Alzheimer: ¡maldito olvido!

No están, tampoco, los primeros afectos ni aquellos primeros y más dulces amores. Todo se disipa y desvanece

A poco que te des cuenta, te aterra y te compunge el alma, cada día más y en cada detalle, al contemplar, impotentes, cómo tanto conocimiento, tan grande acervo de personal sabiduría y de habilidades y tan inmensa capacidad para amar y para soñar, atesorados durante la vida, cultivados paciente y voluntariamente, desaparecen, se deshacen, se ausentan como por ensalmo, llegando a hacerles creer, por momentos aún y sin embargo que siguen ahí, dentro, guardados y ordenadamente clasificados para hacerse presentes en el momento en que se les llame. Sí, es eso, como una suerte de viaje de vuelta a la infancia, esa niñez candorosa y tierna, pero, además, completamente nueva y en la que no están los escenarios, ni los paisajes, ni los que fueron familiares que marcharon, ni aquellos amigos. Y no están, tampoco, los primeros afectos ni aquellos primeros y más dulces amores. No, ya no hay nada de eso. Todo se disipa y desvanece poco a poco, la vida se vuelca hacia un plano vacío de progresiva e ingrávida incomprensión que causa estupefacción, asombro, miedo y sublevación y después, ni eso tampoco, porque se acaba olvidando hasta el acto voluntario de querer recordar, de escudriñar en la que ahora puede aparecer como montaña desordenada e informe de recuerdos, que no vienen al caso de nada, o simplemente una nada que atropella y destruye el deseo de pensar, de imaginar, de soñar.
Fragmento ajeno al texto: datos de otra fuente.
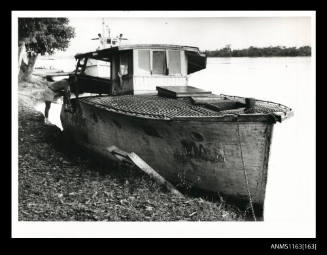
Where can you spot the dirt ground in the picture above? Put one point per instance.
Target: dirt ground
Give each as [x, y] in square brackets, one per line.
[58, 182]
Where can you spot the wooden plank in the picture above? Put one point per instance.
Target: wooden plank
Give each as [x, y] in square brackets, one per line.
[152, 173]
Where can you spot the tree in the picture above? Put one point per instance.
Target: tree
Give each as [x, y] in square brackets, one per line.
[40, 36]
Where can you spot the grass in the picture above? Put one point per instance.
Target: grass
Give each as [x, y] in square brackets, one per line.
[59, 182]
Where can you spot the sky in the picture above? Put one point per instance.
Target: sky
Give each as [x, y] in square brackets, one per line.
[207, 33]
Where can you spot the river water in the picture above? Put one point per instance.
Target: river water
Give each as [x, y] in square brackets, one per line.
[290, 194]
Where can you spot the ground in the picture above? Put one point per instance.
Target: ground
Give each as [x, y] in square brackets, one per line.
[58, 182]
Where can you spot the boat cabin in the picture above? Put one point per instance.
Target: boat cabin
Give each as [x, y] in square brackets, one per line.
[135, 69]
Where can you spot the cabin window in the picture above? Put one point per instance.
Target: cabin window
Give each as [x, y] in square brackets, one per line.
[80, 65]
[124, 64]
[98, 68]
[144, 61]
[159, 62]
[174, 62]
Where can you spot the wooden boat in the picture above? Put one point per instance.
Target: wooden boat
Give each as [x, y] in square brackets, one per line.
[217, 143]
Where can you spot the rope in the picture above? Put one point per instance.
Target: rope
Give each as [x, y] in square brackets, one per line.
[246, 176]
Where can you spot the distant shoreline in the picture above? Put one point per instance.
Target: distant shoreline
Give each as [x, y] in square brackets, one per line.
[257, 56]
[277, 51]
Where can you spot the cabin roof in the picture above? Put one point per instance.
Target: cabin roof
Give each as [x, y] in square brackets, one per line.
[104, 53]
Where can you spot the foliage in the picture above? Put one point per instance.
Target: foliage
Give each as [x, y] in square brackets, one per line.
[261, 52]
[45, 35]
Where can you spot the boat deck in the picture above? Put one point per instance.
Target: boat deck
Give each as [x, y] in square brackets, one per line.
[156, 107]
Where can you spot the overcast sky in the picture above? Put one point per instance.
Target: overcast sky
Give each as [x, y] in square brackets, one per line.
[208, 33]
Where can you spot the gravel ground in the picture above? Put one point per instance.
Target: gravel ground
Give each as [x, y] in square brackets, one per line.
[58, 182]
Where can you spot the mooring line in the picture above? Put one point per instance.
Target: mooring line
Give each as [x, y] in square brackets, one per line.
[245, 175]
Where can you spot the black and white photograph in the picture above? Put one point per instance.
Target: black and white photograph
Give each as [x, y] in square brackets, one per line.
[164, 124]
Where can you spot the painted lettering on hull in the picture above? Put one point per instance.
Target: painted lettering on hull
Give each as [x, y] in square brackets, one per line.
[198, 151]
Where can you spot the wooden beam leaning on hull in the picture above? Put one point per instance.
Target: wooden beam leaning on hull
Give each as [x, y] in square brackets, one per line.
[141, 164]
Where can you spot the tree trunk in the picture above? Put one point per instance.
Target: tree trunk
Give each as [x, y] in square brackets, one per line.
[26, 70]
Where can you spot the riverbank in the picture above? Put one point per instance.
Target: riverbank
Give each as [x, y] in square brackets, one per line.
[58, 182]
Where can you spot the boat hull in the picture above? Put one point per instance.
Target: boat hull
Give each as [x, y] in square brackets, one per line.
[216, 156]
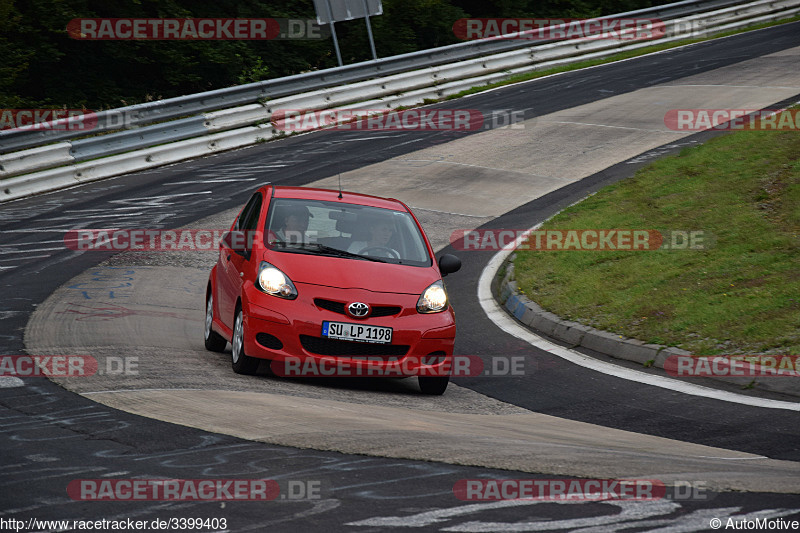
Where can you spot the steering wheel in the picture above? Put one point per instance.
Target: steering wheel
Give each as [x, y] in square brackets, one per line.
[393, 254]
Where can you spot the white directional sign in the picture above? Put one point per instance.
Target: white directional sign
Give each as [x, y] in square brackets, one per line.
[346, 10]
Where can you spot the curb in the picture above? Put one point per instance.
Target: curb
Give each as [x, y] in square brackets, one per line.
[574, 334]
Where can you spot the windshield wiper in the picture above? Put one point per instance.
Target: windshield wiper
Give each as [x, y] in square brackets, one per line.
[341, 253]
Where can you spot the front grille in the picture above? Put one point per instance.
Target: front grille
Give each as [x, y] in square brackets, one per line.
[330, 305]
[385, 310]
[339, 307]
[339, 348]
[269, 341]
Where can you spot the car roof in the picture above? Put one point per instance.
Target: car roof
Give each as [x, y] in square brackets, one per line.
[309, 193]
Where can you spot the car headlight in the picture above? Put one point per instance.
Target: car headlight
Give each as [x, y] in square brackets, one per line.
[272, 281]
[433, 299]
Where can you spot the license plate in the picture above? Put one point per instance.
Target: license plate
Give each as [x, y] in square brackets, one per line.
[356, 332]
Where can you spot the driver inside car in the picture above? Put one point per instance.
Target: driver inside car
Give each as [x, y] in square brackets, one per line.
[381, 233]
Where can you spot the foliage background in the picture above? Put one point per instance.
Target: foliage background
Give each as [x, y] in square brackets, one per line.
[41, 67]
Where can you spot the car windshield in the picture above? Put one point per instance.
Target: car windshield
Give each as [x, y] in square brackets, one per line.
[345, 230]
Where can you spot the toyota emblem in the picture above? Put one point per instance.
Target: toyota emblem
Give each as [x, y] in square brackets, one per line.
[358, 309]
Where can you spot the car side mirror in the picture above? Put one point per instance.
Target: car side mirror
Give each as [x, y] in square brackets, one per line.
[448, 264]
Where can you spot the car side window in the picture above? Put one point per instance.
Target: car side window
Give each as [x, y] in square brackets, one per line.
[249, 216]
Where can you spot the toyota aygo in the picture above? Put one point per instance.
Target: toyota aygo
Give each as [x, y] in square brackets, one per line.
[336, 282]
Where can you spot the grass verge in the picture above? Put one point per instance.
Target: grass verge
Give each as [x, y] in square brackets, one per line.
[740, 294]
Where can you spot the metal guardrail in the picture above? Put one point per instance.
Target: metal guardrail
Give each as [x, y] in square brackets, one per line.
[230, 118]
[171, 108]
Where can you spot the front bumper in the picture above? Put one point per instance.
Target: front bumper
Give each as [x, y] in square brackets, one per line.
[289, 332]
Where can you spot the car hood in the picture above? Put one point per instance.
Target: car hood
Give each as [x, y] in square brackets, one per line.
[344, 273]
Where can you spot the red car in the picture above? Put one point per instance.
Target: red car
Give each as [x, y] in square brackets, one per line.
[336, 282]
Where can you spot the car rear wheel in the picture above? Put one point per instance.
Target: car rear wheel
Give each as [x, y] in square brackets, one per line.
[433, 385]
[241, 363]
[213, 340]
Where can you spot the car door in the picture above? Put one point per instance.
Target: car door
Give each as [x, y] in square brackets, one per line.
[231, 261]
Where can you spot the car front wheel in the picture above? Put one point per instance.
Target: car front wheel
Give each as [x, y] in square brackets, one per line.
[241, 363]
[214, 341]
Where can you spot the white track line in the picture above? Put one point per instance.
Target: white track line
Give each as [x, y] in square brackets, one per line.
[497, 314]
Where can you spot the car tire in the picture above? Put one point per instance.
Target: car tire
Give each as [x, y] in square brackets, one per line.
[433, 385]
[214, 341]
[241, 362]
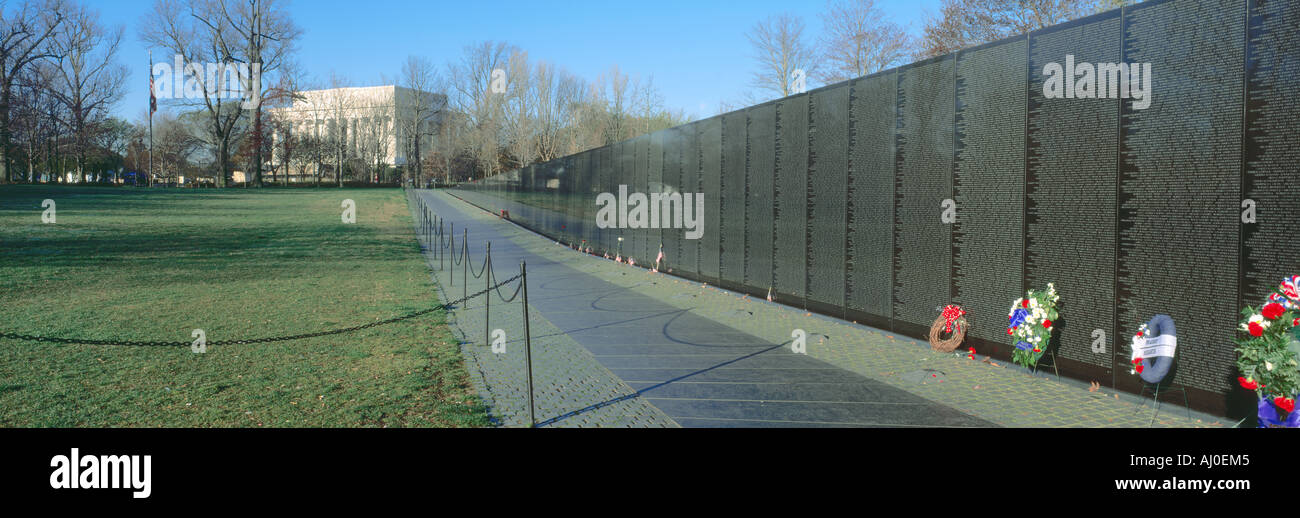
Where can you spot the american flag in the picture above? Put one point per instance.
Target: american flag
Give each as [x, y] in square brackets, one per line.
[154, 100]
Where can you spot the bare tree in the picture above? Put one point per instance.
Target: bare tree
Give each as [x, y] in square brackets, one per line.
[24, 33]
[256, 34]
[87, 77]
[970, 22]
[783, 55]
[420, 108]
[264, 38]
[520, 109]
[858, 40]
[476, 99]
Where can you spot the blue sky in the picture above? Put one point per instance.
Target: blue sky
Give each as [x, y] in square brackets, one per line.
[696, 51]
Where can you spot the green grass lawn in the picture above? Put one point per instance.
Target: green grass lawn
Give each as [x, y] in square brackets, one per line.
[156, 264]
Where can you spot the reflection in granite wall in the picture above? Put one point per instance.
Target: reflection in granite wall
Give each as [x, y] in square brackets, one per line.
[1130, 211]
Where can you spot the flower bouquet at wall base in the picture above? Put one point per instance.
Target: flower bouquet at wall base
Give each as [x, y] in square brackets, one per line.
[1268, 355]
[1030, 324]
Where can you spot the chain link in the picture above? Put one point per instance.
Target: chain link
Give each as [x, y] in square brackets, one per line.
[267, 340]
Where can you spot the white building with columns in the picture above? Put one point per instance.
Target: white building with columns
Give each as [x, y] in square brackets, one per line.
[371, 124]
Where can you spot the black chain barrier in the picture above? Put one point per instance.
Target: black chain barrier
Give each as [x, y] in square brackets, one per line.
[267, 340]
[433, 231]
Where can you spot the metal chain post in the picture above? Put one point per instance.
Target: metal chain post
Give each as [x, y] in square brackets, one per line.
[453, 240]
[464, 263]
[528, 345]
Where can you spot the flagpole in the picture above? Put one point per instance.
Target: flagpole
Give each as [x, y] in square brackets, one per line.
[151, 117]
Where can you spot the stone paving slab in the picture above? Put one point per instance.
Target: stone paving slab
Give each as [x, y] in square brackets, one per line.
[988, 389]
[568, 380]
[655, 342]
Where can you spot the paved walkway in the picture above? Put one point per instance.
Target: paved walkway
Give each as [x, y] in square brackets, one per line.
[618, 345]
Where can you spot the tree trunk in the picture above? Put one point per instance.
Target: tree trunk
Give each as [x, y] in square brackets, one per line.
[224, 162]
[4, 133]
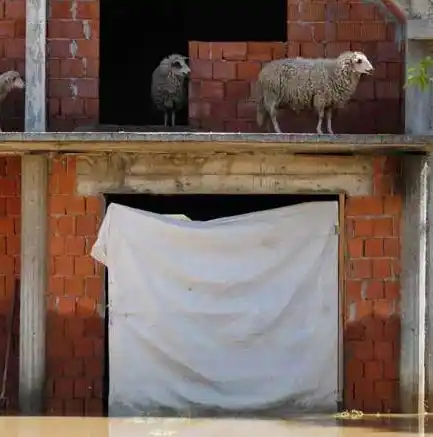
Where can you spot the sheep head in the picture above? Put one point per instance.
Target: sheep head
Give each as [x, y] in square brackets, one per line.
[11, 80]
[357, 62]
[176, 64]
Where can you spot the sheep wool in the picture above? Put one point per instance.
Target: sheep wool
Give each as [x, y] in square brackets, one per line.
[9, 81]
[316, 84]
[168, 87]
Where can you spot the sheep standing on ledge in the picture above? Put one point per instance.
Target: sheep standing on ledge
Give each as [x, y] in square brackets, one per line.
[300, 83]
[9, 81]
[168, 87]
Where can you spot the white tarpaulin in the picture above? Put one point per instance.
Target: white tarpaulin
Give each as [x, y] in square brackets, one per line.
[238, 313]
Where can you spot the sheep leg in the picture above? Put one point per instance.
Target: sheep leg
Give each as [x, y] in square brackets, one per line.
[320, 121]
[273, 113]
[329, 121]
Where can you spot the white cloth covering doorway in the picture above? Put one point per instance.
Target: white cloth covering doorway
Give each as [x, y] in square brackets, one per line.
[238, 313]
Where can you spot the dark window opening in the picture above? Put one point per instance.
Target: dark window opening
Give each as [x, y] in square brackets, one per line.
[134, 39]
[197, 207]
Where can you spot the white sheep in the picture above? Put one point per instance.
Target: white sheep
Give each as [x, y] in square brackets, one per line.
[9, 81]
[301, 83]
[168, 87]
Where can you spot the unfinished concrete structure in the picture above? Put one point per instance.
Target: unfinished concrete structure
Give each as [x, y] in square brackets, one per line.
[53, 203]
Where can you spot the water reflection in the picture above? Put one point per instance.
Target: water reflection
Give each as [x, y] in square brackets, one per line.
[306, 426]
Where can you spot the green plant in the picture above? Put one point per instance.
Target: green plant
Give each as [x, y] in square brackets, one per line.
[419, 76]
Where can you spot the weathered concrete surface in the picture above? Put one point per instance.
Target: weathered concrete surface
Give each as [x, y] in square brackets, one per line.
[413, 280]
[224, 173]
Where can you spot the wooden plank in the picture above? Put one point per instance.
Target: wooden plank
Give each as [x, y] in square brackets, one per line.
[341, 294]
[210, 147]
[33, 284]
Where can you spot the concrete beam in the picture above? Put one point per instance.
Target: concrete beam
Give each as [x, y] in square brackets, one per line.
[420, 29]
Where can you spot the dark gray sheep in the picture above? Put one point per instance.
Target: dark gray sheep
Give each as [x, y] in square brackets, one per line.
[168, 87]
[301, 83]
[9, 81]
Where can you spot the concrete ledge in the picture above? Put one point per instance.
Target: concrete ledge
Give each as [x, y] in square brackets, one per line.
[420, 29]
[97, 142]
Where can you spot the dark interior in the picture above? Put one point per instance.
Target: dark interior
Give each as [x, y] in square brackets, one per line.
[135, 38]
[197, 207]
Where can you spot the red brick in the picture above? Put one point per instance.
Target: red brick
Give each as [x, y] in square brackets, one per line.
[87, 48]
[362, 12]
[313, 11]
[373, 370]
[382, 268]
[84, 266]
[383, 227]
[392, 247]
[356, 247]
[75, 205]
[237, 90]
[248, 70]
[65, 225]
[212, 90]
[86, 225]
[236, 51]
[374, 247]
[299, 32]
[74, 367]
[363, 227]
[383, 350]
[72, 68]
[392, 289]
[15, 9]
[88, 88]
[57, 245]
[63, 388]
[74, 286]
[200, 69]
[392, 204]
[83, 348]
[56, 286]
[7, 29]
[312, 50]
[354, 369]
[88, 10]
[375, 290]
[258, 51]
[93, 287]
[64, 265]
[224, 70]
[385, 389]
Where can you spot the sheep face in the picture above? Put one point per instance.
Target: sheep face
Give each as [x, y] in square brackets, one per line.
[359, 62]
[13, 80]
[177, 65]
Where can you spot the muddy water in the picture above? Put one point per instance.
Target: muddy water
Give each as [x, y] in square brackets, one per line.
[397, 426]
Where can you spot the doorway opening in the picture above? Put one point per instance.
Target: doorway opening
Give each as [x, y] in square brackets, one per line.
[201, 207]
[134, 39]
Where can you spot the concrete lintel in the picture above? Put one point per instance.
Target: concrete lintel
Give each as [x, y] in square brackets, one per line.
[34, 195]
[420, 29]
Es ese olvido, que no sólo lo es de las cosas, los pensamientos y las personas. Es, de igual modo, de ellos mismos, pues sus miradas hacia extraños e inconcretos infinitos, son envueltas en vaporosas cortinas enredadas entre retales deslavazados, insustanciales e incomprensibles que los induce, indefensos, al temor, al miedo, aunque aún asome un lejano atisbo de brillo, leve brillo solícito de clemencia ante la propia incomprensión y desconocimiento.

Sin norte ni oriente, niños solos en un desconocido y selvático bosque, mirando hacia sus flancos en los que creen sentir presencias que no existen. No saben donde están, ni quienes son y qué hacen allí. Les aterran los gritos exigentes, como si de su voluntad dependiese, la vuelta a la realidad que ahora desconocen, al equilibrio de los demás, con insistencia agobiante y desnudándolos, sin piedad, delante de todos, en sus cueros intelectuales, involuntarios e indeseados.

Están marchando, permanentemente, de su propio presente, hacia una dimensión que es inexistente. Y en esa marcha imposible olvidan sus rostros, los dedos de sus manos -que tantas caricias prodigaron- y ahora las creen ajenas, llegando a olvidar, hundiéndonos sin querer en un pozo de tristeza, la forma envolvente del abrazo y hasta la terneza profunda de los besos. ¡Maldito Alzheimer, maldito olvido! ¿O no?